Right I have been searching for the truth, and found out that any mass of gas if kept at constant volume, i.e. if you seal it in say a canister, the number of molecules or atoms of that gas remain constant but pressure increases or decreases with temperature. that means pressure and temperature are directly proportional to each other, though in a turbo air is forces into a given volume of space, where it gets compressed, it heats up due to action of compression, but compressing air itself is another way of making the air denser, because if you pack more air or gas in a given space, you are effectively making its density increase, pushing more mass of gas into that same amount of space increases its density but this also creates heat in doing so.
Now if we stop our turbo pushing any more air into our given volume of space, which could be our inlet manifold, so we stop pushing in any more air in this given space, we cool it through an intercooler, by doing so we do not lose mass of that trapped compressed air, but we lose some pressure as that trapped air cools down, the number of atoms remain constant, so we may lose some pressure, but mass of that air is still constant, only the pressure is proportional to its temperature, so now i understand that intercooler may drop the pressure, but mass of air remains same.
This really answers my question as to why use an intercooler as dropping temperature would reduce pressure and we all assumed pressure equals density, but it is not, since volume (given space) remained constant. I or we have been thinking wrongly that when you cool air, pressure drops, and you also lose mass, (density) but you don't necessarily lose mass.

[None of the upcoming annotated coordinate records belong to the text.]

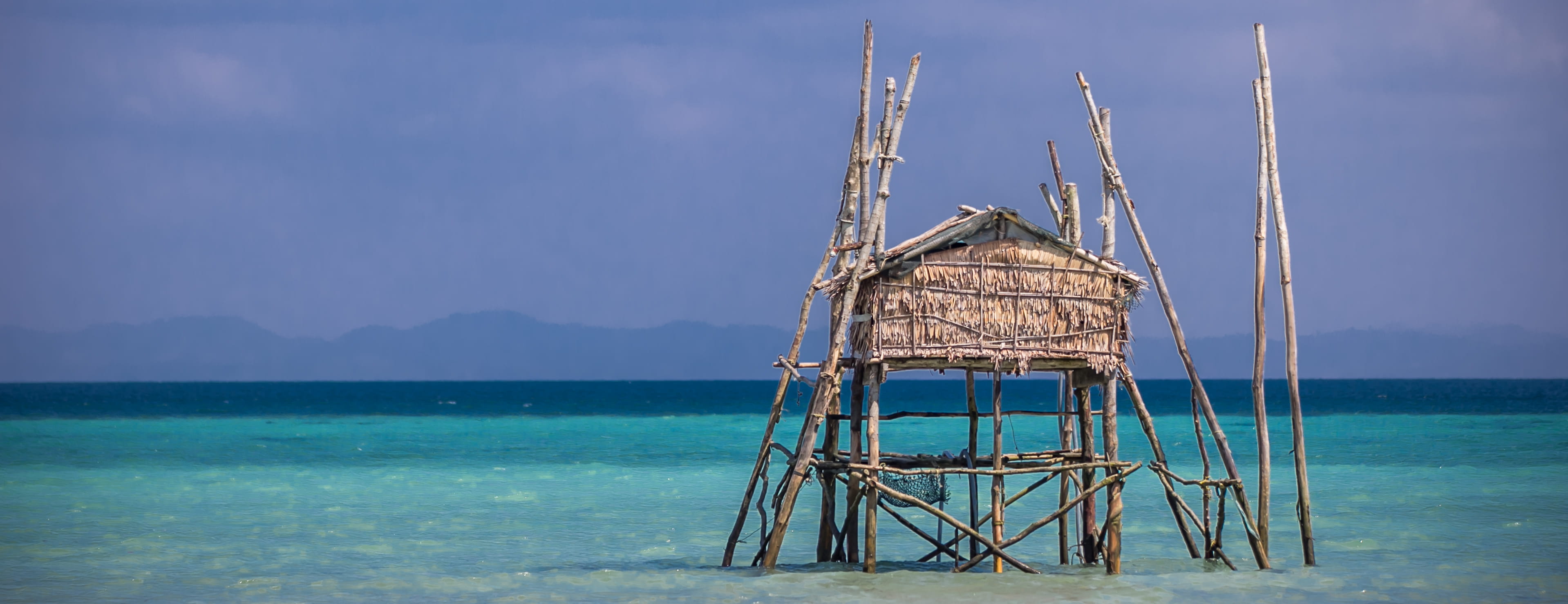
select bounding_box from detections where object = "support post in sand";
[1073,380,1099,565]
[964,369,980,559]
[1099,376,1121,574]
[866,364,884,574]
[1057,372,1073,565]
[839,362,866,565]
[991,369,1007,573]
[1253,80,1273,552]
[1077,72,1270,568]
[1096,107,1116,257]
[1237,24,1317,566]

Not in this situation, because mass is trapped and has no where to escape, it can only escape when inlet valve opens and fills into a cylinder, and as soon as mass of air escapes, more is pushed in by the turbo and cooled through an intercooler.
In open space, this would not be the case, as mass is able to move freely, and is not contained within walls, so it can move freely and hence density can change whereas in sealed pipework and chambers and manifolds, mass cannot escape other than when we want it to escape into say the cylinder on an induction stroke.
This is back to basic physics, which i missed when I was at school, because back then such things like Boyl's Law didn't interest me and I used to skive many lessons.
here is a link to brush your brain: also the article explains that heat makes the gas atoms or molecules move faster when heated, so faster they bounce about more pressure they creat. But mass remains constant.
http://www.passmyexams.co.uk/GCSE/physics/pressure-temperature-relationship-of-gas-pressure-law.html It would also be wrong to say that cool air is denser, since we know air is not very dense on high mountain tops where it is very cold. this is not because of temperature but because of air pressure, high up on a mountain the air pressure is less, so less air is packed per given volume, but at sea level there is more air pressure hence more denser air, as pressure forces more air atoms packed in that same given space. Also look at Boyl's Law.
http://www.passmyexams.co.uk/GCSE/physics/pressure-volume-relationship-of-gas-Boyles-law.html
The thing to remember is that a turbo constantly feeds more mass of air into a confined space.
whereas a piston in a cylinder may compress the same mass of air into a lesser space (volume) so both compress air, but difference is turbo keeps adding more mass to achieve that.